SEC files charges against two ICOs

We’re not sure whether this has anything to do with the mentioned two initiatives, but the SEC has already charged a businessman and two companies with defrauding investors in a pair of initial coin offerings (ICOs) purportedly backed by investments in real estate and diamonds.

The Commission alleges that Maksim Zaslavskiy and his companies have been selling unregistered securities, and the digital tokens or coins being peddled don’t really exist. According to the SEC’s complaint, investors in REcoin Group Foundation and DRC World (also known as Diamond Reserve Club) have been told they can expect sizeable returns from the companies’ operations when neither has any real operations.

REcoin was touted as “The First Ever Cryptocurrency Backed by Real Estate,” adding that the company had a “team of lawyers, professionals, brokers, and accountants” that would invest REcoin’s ICO proceeds into real estate when in fact — according to SEC — none had been hired or even consulted. Additionally, Zaslavskiy and REcoin allegedly misrepresented they had raised between $2 million and $4 million from investors when the actual amount is approximately $300,000.

The complaint doesn’t stop there; SEC further alleges that Zaslavskiy has carried his scheme over to Diamond Reserve Club, which purportedly invests in diamonds and obtains discounts with product retailers for individuals who purchase “memberships” in the company. Despite their representations to investors, the SEC alleges that Zaslavskiy and Diamond have not purchased any diamonds nor engaged in any business operations. Yet they allegedly continue to solicit investors and raise funds as though they have.

The SEC obtained an emergency court order to freeze the assets of Zaslavskiy and his companies.

Filed in federal district court in Brooklyn, N.Y., SEC’s complaint charges Zaslavskiy, REcoin, and Diamond with violations of the anti-fraud and registration provisions of the federal securities laws. The complaint seeks permanent injunctions and disgorgement plus interest and penalties. For Zaslavskiy, the SEC also seeks an officer-and-director bar and a bar from participating in any offering of digital securities.
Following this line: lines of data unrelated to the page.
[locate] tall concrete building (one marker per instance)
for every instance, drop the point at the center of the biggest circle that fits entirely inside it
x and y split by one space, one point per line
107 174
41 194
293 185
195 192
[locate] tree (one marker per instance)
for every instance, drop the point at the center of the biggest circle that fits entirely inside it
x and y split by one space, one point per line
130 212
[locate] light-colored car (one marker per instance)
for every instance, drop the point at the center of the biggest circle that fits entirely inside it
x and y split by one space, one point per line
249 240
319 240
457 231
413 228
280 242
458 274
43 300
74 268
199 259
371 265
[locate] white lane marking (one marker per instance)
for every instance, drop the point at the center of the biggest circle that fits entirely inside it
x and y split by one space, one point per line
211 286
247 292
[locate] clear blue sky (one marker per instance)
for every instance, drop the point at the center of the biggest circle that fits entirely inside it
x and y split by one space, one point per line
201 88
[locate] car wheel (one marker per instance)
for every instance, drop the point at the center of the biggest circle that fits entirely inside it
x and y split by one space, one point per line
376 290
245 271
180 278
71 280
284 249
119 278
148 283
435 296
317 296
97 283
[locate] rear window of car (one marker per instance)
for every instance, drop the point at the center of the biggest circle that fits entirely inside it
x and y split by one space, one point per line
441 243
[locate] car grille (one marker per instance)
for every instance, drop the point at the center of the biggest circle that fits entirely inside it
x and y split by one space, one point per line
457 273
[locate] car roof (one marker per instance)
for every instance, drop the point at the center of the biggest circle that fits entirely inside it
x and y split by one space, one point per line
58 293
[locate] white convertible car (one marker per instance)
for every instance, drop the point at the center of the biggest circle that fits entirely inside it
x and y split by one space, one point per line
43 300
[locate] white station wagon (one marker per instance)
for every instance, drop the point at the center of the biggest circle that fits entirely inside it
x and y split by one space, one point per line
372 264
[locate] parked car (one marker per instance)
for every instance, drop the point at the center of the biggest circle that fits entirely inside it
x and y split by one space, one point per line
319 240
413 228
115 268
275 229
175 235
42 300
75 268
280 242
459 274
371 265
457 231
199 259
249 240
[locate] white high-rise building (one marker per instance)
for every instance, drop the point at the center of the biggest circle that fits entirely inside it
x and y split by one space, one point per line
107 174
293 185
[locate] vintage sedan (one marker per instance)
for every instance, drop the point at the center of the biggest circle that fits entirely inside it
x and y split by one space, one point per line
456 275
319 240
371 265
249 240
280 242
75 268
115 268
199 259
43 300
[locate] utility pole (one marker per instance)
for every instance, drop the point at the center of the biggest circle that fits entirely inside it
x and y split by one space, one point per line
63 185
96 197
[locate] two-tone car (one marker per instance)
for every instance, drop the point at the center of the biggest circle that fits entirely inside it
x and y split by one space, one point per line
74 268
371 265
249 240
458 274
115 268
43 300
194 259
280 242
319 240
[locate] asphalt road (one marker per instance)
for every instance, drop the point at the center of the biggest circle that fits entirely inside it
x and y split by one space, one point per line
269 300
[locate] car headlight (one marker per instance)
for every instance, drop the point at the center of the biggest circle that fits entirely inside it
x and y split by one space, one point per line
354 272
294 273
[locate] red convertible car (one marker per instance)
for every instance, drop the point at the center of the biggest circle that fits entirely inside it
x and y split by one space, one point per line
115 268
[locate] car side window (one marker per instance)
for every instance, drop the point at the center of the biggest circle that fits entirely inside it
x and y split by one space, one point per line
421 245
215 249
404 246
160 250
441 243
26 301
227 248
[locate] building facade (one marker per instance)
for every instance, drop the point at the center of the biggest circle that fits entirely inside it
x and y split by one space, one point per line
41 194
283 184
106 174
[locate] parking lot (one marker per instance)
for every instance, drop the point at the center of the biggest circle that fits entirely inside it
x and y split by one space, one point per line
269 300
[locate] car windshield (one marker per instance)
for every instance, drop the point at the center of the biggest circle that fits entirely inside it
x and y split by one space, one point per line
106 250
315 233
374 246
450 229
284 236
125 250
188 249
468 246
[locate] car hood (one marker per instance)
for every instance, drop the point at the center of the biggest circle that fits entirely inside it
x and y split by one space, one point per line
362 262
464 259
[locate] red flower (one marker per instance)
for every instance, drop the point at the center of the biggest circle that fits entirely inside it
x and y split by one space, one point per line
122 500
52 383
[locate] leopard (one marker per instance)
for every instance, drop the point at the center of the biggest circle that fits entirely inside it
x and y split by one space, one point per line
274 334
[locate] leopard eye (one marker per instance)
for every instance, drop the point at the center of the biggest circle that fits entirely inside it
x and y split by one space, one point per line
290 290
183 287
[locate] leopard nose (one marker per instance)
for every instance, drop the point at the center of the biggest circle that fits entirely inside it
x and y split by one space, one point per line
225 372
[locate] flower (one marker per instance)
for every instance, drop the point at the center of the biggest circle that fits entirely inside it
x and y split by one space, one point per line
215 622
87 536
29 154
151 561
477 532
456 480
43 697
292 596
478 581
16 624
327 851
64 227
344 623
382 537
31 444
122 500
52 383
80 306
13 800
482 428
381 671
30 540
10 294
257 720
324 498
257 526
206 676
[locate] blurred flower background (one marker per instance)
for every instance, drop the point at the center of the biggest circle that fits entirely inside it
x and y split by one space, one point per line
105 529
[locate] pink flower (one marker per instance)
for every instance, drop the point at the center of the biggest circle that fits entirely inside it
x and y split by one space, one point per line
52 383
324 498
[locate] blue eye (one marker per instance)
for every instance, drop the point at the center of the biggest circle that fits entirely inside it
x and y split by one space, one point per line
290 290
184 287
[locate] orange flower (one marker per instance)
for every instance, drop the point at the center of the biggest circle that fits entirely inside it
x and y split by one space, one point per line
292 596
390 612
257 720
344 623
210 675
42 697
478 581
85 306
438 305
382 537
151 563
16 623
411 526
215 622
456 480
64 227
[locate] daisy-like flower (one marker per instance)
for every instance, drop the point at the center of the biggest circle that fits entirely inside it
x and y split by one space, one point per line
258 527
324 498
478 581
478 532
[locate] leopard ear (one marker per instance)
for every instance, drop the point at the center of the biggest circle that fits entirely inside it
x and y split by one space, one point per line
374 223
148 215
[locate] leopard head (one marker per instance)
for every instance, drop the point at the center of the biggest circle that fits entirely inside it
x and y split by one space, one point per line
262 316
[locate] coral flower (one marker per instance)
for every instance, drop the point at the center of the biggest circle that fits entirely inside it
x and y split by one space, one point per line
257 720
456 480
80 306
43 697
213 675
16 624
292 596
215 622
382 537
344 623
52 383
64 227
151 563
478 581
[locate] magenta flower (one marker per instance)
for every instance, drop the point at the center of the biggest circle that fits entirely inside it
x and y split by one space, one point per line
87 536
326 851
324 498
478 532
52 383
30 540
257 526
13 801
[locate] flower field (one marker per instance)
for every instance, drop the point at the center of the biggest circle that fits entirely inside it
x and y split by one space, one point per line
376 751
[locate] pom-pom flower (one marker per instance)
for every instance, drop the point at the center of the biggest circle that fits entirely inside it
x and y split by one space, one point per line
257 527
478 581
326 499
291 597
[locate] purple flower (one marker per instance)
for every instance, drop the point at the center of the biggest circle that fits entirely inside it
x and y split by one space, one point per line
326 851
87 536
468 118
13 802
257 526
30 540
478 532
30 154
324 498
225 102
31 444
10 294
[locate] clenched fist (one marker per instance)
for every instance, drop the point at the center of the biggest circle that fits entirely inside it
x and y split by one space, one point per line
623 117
The SEC’s investigation, which is continuing, has been conducted by Jorge Tenreiro, Pamela Sawhney and Valerie A. Szczepanik. The case is being supervised by Lara S. Mehraban.

SEC: Beware of ICOs

While ICOs will have their place in the modern economy, the SEC warns people to go easy with them. The Commission’s Office of Investor Education and Advocacy recently issued an investor alert warning about the risks of ICOs.

“Investors should be wary of companies touting ICOs as a way to generate outsized returns,” said Andrew M. Calamari, Director of the SEC’s New York Regional Office. “As alleged in our complaint, Zaslavskiy lured investors with false promises of sizeable returns from novel technology.”

We support what SEC is doing and think that some order should be added to the ICOs which are currently in the wild west phase. That being said, we don’t support bans of any sort, just some sort of a mechanism that will assure investors there is a real company with a business plan behind every coin offering. And with SEC’s new initiatives, perhaps we get something like that.